Board member Mary Helen Berlanga shows her frustration at the numerous amendments during a meeting of the State Board of Education to discuss social studies standards on May 21, 2010 in Austin, Texas. (AP)

Board member Mary Helen Berlanga shows her frustration at the numerous amendments during a meeting of the State Board of Education to discuss social studies standards on May 21, 2010 in Austin, Texas. (AP)

The Texas State Board of Education adopted a social studies and history curriculum May 21 that amends or waters down the teaching of the civil rights movement, religious freedoms, America’s relationship with the U.N., and hundreds of other items.

The new standards were adopted after a final showdown by two 9-5 votes along party lines, after Democrats’ and moderate Republicans’ efforts to delay a final vote failed.

The ideological debate over the guidelines, which drew intense scrutiny beyond Texas, will be used to determine what important political events and figures some 4.8 million students will learn about for the next decade.

The standards, which one Democrat called a “travesty,” also will be used by textbook publishers who often develop materials for other states based on guidelines approved in Texas, although teachers in the Lone Star state have latitude in deciding how to teach the material.

The board attempted to make more than 200 amendments this week alone, reshaping draft standards that had been prepared over the last year and a half by expert groups of teachers and professors.

As new amendments were being presented just moments before the vote, Democrats bristled that the changes had not been vetted.

“I think we’re doing an injustice to the children of this state by piecemealing together, cutting and pasting, coming up with new amendments as late as today,” said Mary Helen Berlanga, a Democrat. “What we have done today and what we did yesterday is something that a classroom teacher would not even have accepted.”

In one of the most significant changes leading up to the vote, the board attempted to water down the rationale for the separation of church and state in a high school government class, pointing out that the words were not in the Constitution and requiring that students compare and contrast the judicial language with the wording in the First Amendment.

They also rejected language to modernize the classification of historic periods to B.C.E. and C.E. from the traditional B.C. and A.D., and agreed to replace Thomas Jefferson as an example of an influential political philosopher in a world history class. They also required students to evaluate efforts by global organizations such as the United Nations to undermine U.S. sovereignty.

Former board chairman Don McLeroy, one of the board’s most outspoken conservatives, said the Texas history curriculum has been unfairly skewed to the left after years of Democrats controlling the board and he just wants to bring it back into balance.

“I’m proud to have my name on this document,” Republican board member Barbara Cargill said shortly before the vote.

Another Republican board member, David Bradley, said the curriculum revision process has always been political–but this time, the ruling faction had changed since the last time social studies standards were adopted.

“We took our licks, we got outvoted,” he said referring to the debate from 10 years earlier. “Now it’s 10-5 in the other direction … we’re an elected body, this is a political process. Outside that, go find yourself a benevolent dictator.”

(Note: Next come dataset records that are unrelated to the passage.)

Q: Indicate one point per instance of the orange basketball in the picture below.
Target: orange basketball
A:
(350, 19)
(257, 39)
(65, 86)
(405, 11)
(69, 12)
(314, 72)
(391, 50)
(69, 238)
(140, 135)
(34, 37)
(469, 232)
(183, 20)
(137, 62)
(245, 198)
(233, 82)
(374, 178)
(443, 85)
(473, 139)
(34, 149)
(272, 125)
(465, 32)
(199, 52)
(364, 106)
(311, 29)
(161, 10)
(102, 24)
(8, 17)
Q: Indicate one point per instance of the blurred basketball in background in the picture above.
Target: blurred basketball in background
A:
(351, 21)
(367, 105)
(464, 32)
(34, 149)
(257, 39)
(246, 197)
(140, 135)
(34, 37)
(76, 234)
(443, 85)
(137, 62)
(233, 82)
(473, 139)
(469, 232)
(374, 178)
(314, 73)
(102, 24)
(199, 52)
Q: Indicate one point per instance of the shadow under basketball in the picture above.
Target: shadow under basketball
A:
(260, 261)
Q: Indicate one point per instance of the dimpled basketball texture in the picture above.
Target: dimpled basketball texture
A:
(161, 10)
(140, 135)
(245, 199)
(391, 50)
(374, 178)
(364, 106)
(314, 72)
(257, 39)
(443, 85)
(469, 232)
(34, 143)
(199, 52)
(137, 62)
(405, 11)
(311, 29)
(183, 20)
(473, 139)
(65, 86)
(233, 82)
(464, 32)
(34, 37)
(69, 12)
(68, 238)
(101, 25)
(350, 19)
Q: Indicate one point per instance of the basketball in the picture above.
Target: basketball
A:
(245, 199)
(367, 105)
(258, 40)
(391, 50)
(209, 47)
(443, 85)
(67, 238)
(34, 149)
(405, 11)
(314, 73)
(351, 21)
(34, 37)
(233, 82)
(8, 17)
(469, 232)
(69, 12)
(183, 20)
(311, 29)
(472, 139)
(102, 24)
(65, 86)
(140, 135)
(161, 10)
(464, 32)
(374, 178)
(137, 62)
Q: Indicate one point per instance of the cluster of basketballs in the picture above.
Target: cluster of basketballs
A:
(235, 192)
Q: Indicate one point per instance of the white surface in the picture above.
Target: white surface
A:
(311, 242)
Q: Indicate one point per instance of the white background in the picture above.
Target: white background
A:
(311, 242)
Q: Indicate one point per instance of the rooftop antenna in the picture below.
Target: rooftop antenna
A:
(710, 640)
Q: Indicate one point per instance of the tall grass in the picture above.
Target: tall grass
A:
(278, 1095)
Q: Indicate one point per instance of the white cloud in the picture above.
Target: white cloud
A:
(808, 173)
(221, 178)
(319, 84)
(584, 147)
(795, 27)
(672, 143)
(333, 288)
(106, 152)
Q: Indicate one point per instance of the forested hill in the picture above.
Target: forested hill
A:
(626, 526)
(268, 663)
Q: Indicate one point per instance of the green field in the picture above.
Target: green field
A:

GOP board member Geraldine Miller was absent during the votes.

During the monthslong revision process, conservatives strengthened requirements on teaching the Judeo-Christian influences of the nation’s Founding Fathers and required that the U.S. government be referred to as a “constitutional republic,” rather than “democratic.” Students will be required to study the decline in the value of the U.S. dollar, including the abandonment of the gold standard.